On the economy, Prayuth’s Thailand 4.0 vision shows no signs of materialising. Without a concrete and sound economic plan, Thailand is heading into a “lost decade”.
Plan A, Plan B
Competing an election with a proxy party is a risky choice for Prayuth. Proxy parties of past junta leaderships have failed in subsequent elections, and Prayuth’s prospects do not look any brighter. Both Pheu Thai and the Democrats have openly disparaged his plan and challenged the NCPO Order in the Constitutional Court. Civilian politicians have laid low for three years, hoping that an election would soon return; now that the NCPO has revealed its true plan, obedience and patience are no longer virtues. Pheu Thai supporters, having been harassed constantly by the junta, see no reason to vote for Prayuth. He then has to compete with the Democrats for anti-Thaksin votes. In the election arena, the generals are amateurs compared with the parties’ campaign veterans.
Of course, there is always a Plan B. This could amount to a “self-coup”, with the junta using its Section 44 powers to halt the application of the 2017 Constitution and call off an election. Alternatively, the NCPO may opt for an outsider prime minister option. Should no prime ministerial candidate receive an absolute majority approval from both the Senate and the House of Representatives in a post-election parliament, an outsider may be selected by a joint two-third vote.
The first option, the “self-coup”, would just raise tensions further. The second choice, the outsider prime minister, is even more complicated and less promising than the proxy party plan. But Prayuth’s administration is one that operates at will. The prime minister himself serially makes mistakes, so it is possible that, under stress, he may choose the obviously “wrong” option with no sound explanation.

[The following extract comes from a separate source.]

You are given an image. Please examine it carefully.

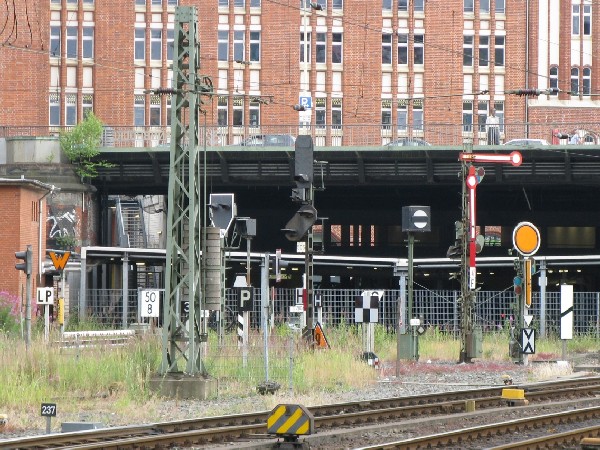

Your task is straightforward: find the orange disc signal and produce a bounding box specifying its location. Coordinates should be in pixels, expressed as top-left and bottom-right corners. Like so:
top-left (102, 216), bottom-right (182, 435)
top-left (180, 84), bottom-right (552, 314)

Old dominance, new dominoes in Southeast Asia
Democracy in the region finds itself in dark days. Can anything save it?
After three years of stalemate, 2018 is probably a year of changes in Thai politics, for better or for worse. The status quo is not sustainable, and a more open power struggle will once again resume. Those who have been living with the fantasy of a peacefully apolitical Thai utopia must wake up the harsh reality that all the NCPO has done is to temporarily suppress Thailand’s political conflict—and worse, even deepen it with its unfairness and cruelty.